Что касается соотнесения нашего «ренессанса» с какой-либо из прежних культур («ренессанс» чего? — спрашивал А. Μ. Ремизов), то ответ на этот вопрос не может быть однозначным. Ввиду того что «ренессанс» еще только становился и ввиду динамичной неопределенности религиозных исканий в нем (которые в целом могут быть названы гностическими), его авторы обращаются к прошлому в довольно широком диапазоне культурных образцов — от русского идеализма 40-х гг. XIX в. до первохристианства и эклектики александрийской культуры.
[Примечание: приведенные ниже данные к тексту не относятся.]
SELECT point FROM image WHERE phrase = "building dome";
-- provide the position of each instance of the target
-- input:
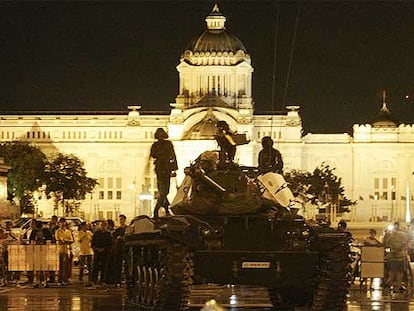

Разумеется, даже зная о сугубо бердяевском наполнении метафоры «ренессанс» и о ее широком применении в современной литературе, хотелось бы соотнести ее содержание с другой метафорой — Серебряный век и с русской культурой конца XIX — начала XX в. во всех ее проявлениях. Не решая всей задачи, автор хочет напомнить о двух моментах такого изыскания. Во-первых, очевидны различия этих определений. Очень близки содержания метафор «ренессанс» и Серебряный век, но вторая охватывает большой объем явлений культуры конца XIX — начала XX в. Что же касается определения «русской культуры конца XIX — начала XX в.» вцелом,то оно поглощает и «ренессанс» и Серебряный век. Культура этого временив целомсоздана напряжениями двух главных и совершенно противоположных мировоззренческих установок. Одна из них — установка христианского гуманизма на Богочеловека. Другая — светского гуманизма или, как тогда писали, установка на Человекобога, Великого Инквизитора. Тогда понятно, что культуру того времени совсем не следует сводить ни к «ренессансу», ни к Серебряному веку. Но для названных трех определений имелось нечто общее: «Можно, должно, есть тут единство, должно быть, ибо литература (заменим это слово более подходящим нам — культура. —А. Е.)есть нечто органическое... Есть красные нити, которые проходят по всему периоду...» — писал С. А. Венгеров[941]. На одну из них можно указать, не сомневаясь, — на доминирование в каждом из определений русской культуры названного времени представления о самооправданной, самозаконной мощи человеческого творчества.